If you read my last blog entry you know I had unexpected open heart surgery in July. I’m 57 years old. Looking back i guess I have a strong family history of heart disease, mild diabetes and raging rheumatoid disease. Add in a stressful job, lack of exercise, chronic pain and sky high inflammation and it adds up to the need for Quadruple Bypass Surgery. Although as I mentioned in my last entry, the vessels on the right side of my heart were too diseased to fix so I only was able to get a double.
After surgery the hospital staff, friends and family tried to be positive and congratulated me on the “good as new’ heart. It was a fresh start they said. I usually don’t bother breaking it down for them. I just say “yeah, its great!”
The truth is that I should be totally grateful. People tell me -It could have happened when you were in a mountaintop village in Italy just 2 months before! Or suppose it happened just 2 hours earlier when you were all alone on the Cape May ferry in the middle of Delaware Bay. For me the big one came when I was just walking into my house after the ferry. I was safe, had access to a phone and was able to get to my Mother’s nitroglycerin tucked in the back of the medicine cabinet. Aren’t I lucky?
I don’t feel lucky. I know, I know, there are lots of people worse off than me. People I love are fighting serious cancer. My cousin has been hospitalized for 6 months and is on a ventilator all due to her Rheumatoid Disease. We all know people suffering and I know I am not at the top of that list (Thank God) but I am still bitter and angry with a sprinkling of Poor Me. I can’t help it. Clinical data shows open heart surgery often causes postoperative anger and depression. Maybe this is all just a physical reaction to them splitting my chest open and the heart lung machine. It’s been three months but I’m still pretty angry.
I know a good attitude is associated with better clinical outcomes. I don’t want to be angry but I’m kind of stuck here. I want to be grateful and positive and happy and all that shit.
I usually try to be grateful. I’ve done one of those Gratefulness Journals. I try to be the one who lets you merge into traffic or hands the cashier money when someone is short. I really try to do the Pay It Forward thing. But I’m still stuck on Angry. Can I learn to be Grateful about this? I took a class a while back on Cultivating Kindness. They said you can actually learn to increase the kindness in your life. I tried and I think it worked. Once you are conscious of the everyday opportunities life gives you to perform an act of kindness, it’s not difficult to find a good thing to do everyday. Can this work for Gratefulness?
I know for sure that Grateful and Kind feels a lot nicer that Angry and Bitter. But how do I get there?
This is what I have so far. Meditation helps calm my anger. (for my Catholic friends- it feels like when we say the Rosary) I can’t be calm and angry at the same time. My friends and family that took such good care of me help settle down the bitterness. It’s difficult to feel love and bitterness at the same time. Kind of like that you can’t be really sad and dance at the same time. You can’t be angry and hold a puppy, you get the idea. At least I can’t. So I am meditating. I am doing the Gratefulness Journal again. I am concentrating on growing new cardiac blood vessels when I am working in cardiac rehab.

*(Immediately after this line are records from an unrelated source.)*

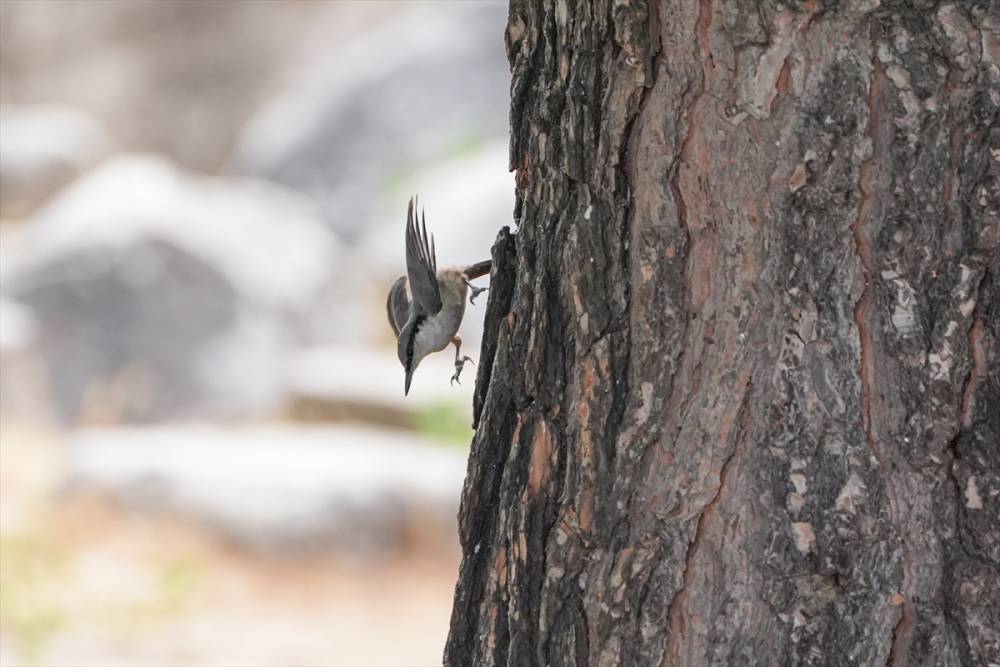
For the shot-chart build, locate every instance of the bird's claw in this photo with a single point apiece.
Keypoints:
(459, 365)
(476, 291)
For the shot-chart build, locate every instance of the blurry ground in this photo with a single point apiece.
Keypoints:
(88, 582)
(205, 454)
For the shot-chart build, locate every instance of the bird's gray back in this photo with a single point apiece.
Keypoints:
(398, 304)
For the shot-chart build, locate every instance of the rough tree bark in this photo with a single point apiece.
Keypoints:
(738, 399)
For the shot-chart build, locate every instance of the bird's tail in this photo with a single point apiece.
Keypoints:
(478, 269)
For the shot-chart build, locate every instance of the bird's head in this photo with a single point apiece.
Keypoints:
(411, 349)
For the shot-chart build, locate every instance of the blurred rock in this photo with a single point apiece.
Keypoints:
(279, 488)
(23, 389)
(41, 149)
(172, 77)
(427, 85)
(158, 294)
(366, 384)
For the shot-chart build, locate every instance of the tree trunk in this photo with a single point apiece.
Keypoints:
(738, 398)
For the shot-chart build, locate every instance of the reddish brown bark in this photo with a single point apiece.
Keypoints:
(737, 403)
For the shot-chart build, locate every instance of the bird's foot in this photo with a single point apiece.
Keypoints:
(476, 291)
(459, 365)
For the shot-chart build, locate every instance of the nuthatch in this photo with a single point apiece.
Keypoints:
(430, 321)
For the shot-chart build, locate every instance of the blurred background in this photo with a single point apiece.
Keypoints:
(206, 457)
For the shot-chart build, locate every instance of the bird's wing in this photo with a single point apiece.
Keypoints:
(421, 265)
(398, 304)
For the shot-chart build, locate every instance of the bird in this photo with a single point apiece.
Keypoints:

Since I can’t go around holding puppy all day (but wouldn’t be cool if I could?) I guess I have to keep working at it.
Update: I sat down next to a woman my age in rehab the this week. She is new to the group and waved when she saw me. Then she said had mistaken me for someone else and apologized. We started to talk. I told her all about my situation. She listened with patiently and touched my arm in understanding. I felt like she really heard me.
She had a big easy smile and looked great. Eventually I asked what brought her to cardiac rehab. She told me she was waiting for a heart transplant. The doctors wanted to get her stronger in case she got lucky and a new heart became available. Then the nurse called her name. She flashed that big smile and went up to get checked in.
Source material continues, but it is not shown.